特に時間外で注文をかけた『成行』は相場の乱高下に絡め取られやすく、一時的な急騰や下落で損をする確率が『指値』に比べて高くなる。理由は単純で、株価が想定より高かろうと安かろうと売買が成立してしまうからだ。例えば、特定の米国株を取引時間外の『成行』で買い注文をしていたとして、その当日にアメリカ全土に隕石が落ちたとする。株価は当然ながら業績に関係なく下落するわけだが、時間外の『成行』だと株価が下がる前の相場で売買が成立してしまう。当日の終値が-20%だった場合でも、始値で買いが成立しているのだから20%損をした計算になる。
逆に『指値』なら、当日の大暴落をケアすることが可能になる。自分が納得する額で注文をかけるわけで、買いなら-5%以内の価格で設定していることが多い。どれだけ最悪のケースでも-15%で済むことになり、『成行』に比べて5%ほど得をする。さらに言えば、設定した目標額に到達するまでは注文をキャンセルできる。大暴落の気配を読み取ることができれば、落ちたナイフを掴まずに済むわけだ。
ただ、『成行』をすれば必ず負けるというわけでもなく、株価が将来的に上がるか下がるかだけの勝負なのだから、結果的に得することもある。重要なのは売買を成立させる条件設定の有無であり、『死者交霊約定』の損得にも大いに関係する。
さて……『成行』と『指値』の情報を踏まえた上で、約定した取引相手であるエリーゼの言葉を振り返ってみよう。
『あの吸血鬼を倒すまで力を貸して。万が一、倒せなかったとしても、勝敗にかかわらず最後は消えて』
パッと聞いた印象だと、前半で終わっていれば『成行』、後半も踏まえれば『指値』のように思えるだろう。仮に『あの吸血鬼を倒すまで力を貸して』で終わっていた場合、『あの吸血鬼を倒さずに暴走する』ことも可能だったわけだが、『万が一、倒さなかったとしても~』を付け足すことで最悪のケースをケアしていることになる。
ただ、詰めが甘いとしか言いようがないな。鬼気迫る状況だっただけに条件の細部まで気が回っておらず、付け入る隙はいくらでもあった。想定外の出来事を起こすことは十分に可能であり、突発的な大暴落を引き起こすこともできる。金融用語ではこれを『黒い白鳥』と呼んでいた。
「――――」
マーリンは黄金色の両目を見開く。『力を貸して』という命令の延長線上で勝手気ままに行動する。発動するのは『観測の魔眼』。目の前にいる吸血鬼の過去現在未来を読み取り、マーリンが関与しない事象を全て読み取ることが可能だった。

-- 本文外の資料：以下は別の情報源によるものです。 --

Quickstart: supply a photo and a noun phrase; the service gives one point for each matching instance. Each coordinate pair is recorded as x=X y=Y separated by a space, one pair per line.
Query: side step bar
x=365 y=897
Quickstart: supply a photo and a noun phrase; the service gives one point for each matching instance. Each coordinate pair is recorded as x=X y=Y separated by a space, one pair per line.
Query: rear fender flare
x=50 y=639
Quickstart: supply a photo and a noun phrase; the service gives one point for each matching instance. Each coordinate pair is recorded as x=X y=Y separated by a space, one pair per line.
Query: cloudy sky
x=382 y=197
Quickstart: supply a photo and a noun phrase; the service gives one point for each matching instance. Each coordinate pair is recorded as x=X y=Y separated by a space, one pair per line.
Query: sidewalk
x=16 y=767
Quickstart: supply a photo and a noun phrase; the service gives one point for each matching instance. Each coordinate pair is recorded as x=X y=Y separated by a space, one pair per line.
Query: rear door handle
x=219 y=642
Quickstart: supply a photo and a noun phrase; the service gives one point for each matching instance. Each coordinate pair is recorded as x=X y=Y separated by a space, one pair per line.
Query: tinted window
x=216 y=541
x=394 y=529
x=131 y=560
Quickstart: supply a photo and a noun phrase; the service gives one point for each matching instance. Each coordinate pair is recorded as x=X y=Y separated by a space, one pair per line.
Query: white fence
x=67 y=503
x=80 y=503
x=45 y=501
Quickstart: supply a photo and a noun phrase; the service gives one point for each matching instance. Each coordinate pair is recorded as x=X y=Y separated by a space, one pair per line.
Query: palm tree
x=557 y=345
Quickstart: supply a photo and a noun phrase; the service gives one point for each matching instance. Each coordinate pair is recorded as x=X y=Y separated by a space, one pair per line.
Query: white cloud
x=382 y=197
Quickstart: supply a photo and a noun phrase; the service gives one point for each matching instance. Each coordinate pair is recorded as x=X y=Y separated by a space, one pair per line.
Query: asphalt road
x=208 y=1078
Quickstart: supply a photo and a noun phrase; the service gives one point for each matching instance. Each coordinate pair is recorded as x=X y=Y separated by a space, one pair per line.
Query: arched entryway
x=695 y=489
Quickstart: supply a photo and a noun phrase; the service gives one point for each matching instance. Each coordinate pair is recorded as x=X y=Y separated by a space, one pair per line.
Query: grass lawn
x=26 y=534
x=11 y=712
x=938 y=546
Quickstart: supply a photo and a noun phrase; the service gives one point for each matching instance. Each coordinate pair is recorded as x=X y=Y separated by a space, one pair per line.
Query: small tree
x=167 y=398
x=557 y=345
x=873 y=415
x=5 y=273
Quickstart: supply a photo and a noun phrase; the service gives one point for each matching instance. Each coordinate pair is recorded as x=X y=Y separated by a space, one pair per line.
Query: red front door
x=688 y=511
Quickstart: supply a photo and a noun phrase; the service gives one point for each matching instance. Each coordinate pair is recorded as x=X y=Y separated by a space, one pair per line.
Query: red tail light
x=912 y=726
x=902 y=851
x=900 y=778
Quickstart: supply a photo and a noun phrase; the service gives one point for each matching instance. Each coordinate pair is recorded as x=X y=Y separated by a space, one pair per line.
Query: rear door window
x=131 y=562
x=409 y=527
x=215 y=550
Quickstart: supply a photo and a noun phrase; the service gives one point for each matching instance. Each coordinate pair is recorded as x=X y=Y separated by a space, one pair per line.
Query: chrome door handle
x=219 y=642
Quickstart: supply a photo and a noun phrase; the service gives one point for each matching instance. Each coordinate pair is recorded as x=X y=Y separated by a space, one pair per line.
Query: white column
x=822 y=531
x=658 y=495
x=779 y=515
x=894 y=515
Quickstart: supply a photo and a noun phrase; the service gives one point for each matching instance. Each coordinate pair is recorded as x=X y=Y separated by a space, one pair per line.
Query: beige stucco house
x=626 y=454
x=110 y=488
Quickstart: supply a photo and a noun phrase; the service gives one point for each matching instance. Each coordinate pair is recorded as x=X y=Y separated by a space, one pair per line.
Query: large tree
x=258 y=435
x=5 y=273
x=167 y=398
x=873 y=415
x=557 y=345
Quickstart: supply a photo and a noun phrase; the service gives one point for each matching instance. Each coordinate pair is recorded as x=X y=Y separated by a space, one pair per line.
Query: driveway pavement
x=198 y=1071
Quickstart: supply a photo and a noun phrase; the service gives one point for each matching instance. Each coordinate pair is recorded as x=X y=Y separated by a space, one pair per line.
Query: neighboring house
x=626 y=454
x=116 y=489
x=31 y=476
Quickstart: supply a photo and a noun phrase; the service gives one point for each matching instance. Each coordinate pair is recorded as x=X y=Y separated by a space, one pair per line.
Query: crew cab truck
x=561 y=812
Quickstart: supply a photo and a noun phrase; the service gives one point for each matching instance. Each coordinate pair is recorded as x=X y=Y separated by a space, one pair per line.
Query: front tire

ただ、彼のことはすでに知っている。王位継承戦が行われた舞台……分霊室の第三回廊区における怪異の城の城主をしていた男だ。ではなぜ、わざわざ『観測の魔眼』を用いたのか。答えは単純明快であり、能力を発動した意図は『観測する』ことになく、『観測させる』ことにある。
「………………」
吸血鬼が観るのは、自身が辿る過去現在未来。間接的に分霊室のことは伝わった。彼が死んだ後、イギリス王室と関わりを持つことを示せた。『死者交霊約定』によって召喚され、怪異の城の城主となる光景を観せた。もちろん記憶に穴はある。マーリンの過去現在未来に関わる情報は伏せられており、全てを網羅することはできない。時系列にも誤解が生じやすく、召喚されたのは過去か未来かハッキリしないだろう。仮に全てを理解したところで、こちらが思った通りに動いてくれるとは限らない。

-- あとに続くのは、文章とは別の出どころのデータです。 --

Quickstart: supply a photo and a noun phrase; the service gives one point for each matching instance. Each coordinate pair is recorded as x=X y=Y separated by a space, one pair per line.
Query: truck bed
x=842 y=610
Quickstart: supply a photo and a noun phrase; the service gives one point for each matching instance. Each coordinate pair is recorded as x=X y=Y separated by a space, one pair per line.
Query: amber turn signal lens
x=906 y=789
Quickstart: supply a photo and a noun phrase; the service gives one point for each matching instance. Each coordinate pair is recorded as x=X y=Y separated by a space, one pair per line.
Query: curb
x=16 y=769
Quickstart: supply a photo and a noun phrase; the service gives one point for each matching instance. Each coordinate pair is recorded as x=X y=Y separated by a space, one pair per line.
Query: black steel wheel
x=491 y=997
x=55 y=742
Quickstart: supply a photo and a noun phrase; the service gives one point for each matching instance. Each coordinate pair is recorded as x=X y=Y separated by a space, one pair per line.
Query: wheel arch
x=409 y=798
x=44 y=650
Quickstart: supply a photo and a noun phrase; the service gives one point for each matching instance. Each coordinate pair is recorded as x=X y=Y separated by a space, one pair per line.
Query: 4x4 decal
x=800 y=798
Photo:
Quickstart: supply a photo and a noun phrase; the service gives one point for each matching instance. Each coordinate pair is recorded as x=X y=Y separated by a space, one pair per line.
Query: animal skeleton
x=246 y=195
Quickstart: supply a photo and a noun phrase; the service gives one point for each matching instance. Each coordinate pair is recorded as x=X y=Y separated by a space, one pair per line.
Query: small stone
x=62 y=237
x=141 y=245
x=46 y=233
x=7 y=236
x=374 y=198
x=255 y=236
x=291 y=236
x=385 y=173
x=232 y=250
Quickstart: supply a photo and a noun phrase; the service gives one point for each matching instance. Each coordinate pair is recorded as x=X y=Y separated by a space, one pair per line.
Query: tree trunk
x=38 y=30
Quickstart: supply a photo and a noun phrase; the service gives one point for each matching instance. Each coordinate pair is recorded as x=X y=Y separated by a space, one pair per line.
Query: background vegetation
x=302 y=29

しかも、エリーゼに思惑を看破されれば債務不履行ものだ。『観測の魔眼』による利敵行為を的確に指摘されれば、すぐさま消えることになるだろう。だからこれは賭けだ。『指値』の裏を突いた、『内部者取引』だ。不確実な吸血鬼の行動に命を預けてしまうことになるが、上手くいけば恐らく……。
「生涯最後の最高傑作」
黒は白に染まる。意図を察した吸血鬼は命を代償に規格外の力を得る。『倒すまで力を貸して』と『倒さなかったとしても消えて』の狭間に進む決意を示す。とはいえ、思ったことをそのまま口にはできない。

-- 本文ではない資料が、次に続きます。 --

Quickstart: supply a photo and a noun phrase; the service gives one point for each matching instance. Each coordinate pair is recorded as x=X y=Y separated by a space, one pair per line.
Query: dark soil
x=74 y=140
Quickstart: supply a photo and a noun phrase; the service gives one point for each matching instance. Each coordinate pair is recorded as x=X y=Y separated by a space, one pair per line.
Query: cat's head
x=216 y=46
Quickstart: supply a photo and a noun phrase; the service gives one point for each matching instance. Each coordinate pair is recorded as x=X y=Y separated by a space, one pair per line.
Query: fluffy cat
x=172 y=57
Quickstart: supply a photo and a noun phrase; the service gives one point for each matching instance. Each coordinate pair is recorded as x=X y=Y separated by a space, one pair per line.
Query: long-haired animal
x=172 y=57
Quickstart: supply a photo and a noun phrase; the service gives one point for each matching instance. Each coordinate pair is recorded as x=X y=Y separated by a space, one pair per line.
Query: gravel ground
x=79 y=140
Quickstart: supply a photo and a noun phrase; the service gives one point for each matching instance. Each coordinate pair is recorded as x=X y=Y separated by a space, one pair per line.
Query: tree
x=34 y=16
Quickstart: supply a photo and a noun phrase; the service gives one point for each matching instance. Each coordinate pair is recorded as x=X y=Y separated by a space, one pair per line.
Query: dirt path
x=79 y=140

「いやはや……困ったね。あれはさすがの僕でも倒せないかもしれない。一応、聞いておくけど、勝算はあるのかな?」
「当然!!!」
主を試すつもりで聞いてみたが、返ってきたのは力強い答え。やはり、未来は分からないからこそ面白い。全てが思った通りになるなら、物事の浮き沈みに一喜一憂できないからね。霊体として生きる人生は長いことだし、結果がどうなろうとも、今はこの不確実性を楽しむとしようか。